Cut back to Terry Fuckwit of this parish, with his spoils on the dining room table, zip ripped open and hands rummaging inside to see if there is anything worth selling for a small profit. Too bloody right there is. For among the clothes, the washbag and the ephemera of the seasoned traveller is an ice cream container. Inside the box is a small clock, a battery, a few wires and two pounds of high explosives. It’s at this precise moment that I expect Fuckwit shat in his pants.

Any normal person would have called the police, who would, all things being equal, have turned a blind eye to a spot of petty theft in the thwarting of a major terrorist attack.

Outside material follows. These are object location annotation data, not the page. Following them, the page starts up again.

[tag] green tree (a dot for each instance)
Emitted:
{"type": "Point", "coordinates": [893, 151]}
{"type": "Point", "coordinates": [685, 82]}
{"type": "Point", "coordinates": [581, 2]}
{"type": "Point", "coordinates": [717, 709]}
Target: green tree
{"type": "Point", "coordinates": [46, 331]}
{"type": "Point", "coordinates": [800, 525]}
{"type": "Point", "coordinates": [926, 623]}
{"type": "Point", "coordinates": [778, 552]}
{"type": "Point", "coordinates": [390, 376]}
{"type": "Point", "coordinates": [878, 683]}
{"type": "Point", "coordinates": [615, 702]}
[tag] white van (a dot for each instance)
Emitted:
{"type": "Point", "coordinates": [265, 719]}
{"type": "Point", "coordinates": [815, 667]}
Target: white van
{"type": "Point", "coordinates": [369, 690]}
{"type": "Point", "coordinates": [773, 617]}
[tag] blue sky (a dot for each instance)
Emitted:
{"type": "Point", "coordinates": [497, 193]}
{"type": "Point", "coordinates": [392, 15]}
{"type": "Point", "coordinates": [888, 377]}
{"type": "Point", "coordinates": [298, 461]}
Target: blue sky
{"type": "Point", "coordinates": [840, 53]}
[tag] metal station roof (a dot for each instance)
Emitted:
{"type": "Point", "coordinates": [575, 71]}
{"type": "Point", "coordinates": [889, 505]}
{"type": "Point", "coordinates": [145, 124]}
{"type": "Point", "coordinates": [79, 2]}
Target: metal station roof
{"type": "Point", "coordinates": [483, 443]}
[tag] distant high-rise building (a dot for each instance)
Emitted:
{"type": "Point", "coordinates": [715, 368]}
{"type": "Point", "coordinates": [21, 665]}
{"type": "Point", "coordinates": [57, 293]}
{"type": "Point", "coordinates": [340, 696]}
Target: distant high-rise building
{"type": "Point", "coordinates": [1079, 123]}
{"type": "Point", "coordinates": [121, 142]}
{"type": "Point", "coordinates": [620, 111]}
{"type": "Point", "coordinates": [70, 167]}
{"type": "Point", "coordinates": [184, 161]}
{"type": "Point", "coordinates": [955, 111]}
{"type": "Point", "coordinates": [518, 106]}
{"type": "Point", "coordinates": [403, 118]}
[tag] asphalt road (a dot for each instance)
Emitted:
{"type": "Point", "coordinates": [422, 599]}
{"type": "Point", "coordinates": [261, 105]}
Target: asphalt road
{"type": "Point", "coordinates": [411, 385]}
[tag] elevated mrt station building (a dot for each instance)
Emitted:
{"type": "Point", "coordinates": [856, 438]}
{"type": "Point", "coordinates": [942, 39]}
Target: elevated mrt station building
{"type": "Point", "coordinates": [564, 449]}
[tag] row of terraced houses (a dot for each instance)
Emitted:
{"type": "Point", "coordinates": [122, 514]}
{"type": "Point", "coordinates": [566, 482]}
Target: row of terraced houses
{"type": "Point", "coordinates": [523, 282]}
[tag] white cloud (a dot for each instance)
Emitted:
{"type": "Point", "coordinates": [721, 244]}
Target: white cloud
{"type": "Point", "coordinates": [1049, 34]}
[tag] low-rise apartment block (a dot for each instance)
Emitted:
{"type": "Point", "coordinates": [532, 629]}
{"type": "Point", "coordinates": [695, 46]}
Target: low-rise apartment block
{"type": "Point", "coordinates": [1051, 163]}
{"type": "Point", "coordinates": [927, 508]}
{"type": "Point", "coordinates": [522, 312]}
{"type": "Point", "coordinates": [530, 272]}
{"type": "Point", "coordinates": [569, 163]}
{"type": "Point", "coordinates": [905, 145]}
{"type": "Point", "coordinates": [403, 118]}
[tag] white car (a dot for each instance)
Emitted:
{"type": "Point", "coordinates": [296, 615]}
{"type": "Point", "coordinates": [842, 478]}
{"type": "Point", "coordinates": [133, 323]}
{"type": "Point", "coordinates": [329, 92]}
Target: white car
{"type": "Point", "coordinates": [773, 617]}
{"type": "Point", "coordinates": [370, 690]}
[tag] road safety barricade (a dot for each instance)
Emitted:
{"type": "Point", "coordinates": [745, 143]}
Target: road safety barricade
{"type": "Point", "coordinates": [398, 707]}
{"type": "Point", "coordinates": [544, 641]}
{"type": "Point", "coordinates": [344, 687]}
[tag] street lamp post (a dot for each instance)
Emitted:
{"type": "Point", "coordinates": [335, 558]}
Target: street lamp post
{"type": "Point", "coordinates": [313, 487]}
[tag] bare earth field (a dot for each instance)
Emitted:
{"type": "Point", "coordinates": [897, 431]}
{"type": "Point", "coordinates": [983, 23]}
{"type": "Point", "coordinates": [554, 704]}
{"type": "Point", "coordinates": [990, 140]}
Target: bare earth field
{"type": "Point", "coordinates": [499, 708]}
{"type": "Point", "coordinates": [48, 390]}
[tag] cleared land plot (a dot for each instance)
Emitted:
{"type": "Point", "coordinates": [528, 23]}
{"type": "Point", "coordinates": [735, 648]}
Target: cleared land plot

But no - the gene pool is rather shallow at this end of town - out into the garden and into a bucket of water it went. Nothing happened, except it floated around a bit like a deadly little boat. And for Terrance Fuckwit, things are about to get a lot worse. His wife has arrived home, and there’s nothing on the table except a pair of terrorist’s y-fronts.

Local historians all tend to agree that Mrs Fuckwit “did her fucking nut” and told him to get it out of her house before it made a mess of her bargain roll-end carpet and the flock wallpaper. And that bomb can go as well. Quite right too - a semi detached council house is no place for enough plastique to demolish the whole street - what would the neighbours think? You can imagine the scene - head bowed, McGuinness’s bag under his arm, he ran up the street trying and failing not to look furtive.

There’s still time to do the right thing. Put the bag somewhere safe, warn people away and call the authorities who will deal with the incident with little fuss and not a little gratitude. And not, repeat NOT leave the damned thing outside a branch of NatWest Bank on the main route out of the town. Ah.

And that, I’m afraid, is where the long arm of the law catches up with Mr F. He could have been a hero - the man who thwarted terroristic ambitions to bomb the bloody hell out of God knows who. Instead, he became the idiot who tried to bomb the Circle K in Whitley. And he’s still out there. Breeding.

This is the town I was loathe to call home for the best part of two decades. Don’t get me wrong, there’s people here who are perfectly happy with their lot and haven’t once accidentally bombed the crap out of their local convenience store, motor parts shop and small suburban bank. They are, however, a very small minority.

I now live in the town that introduced the Great Plague to Britain and has pirates’ graves in the local churchyard, complete with skull and crossbones on the headstones. Sounds a fair swap.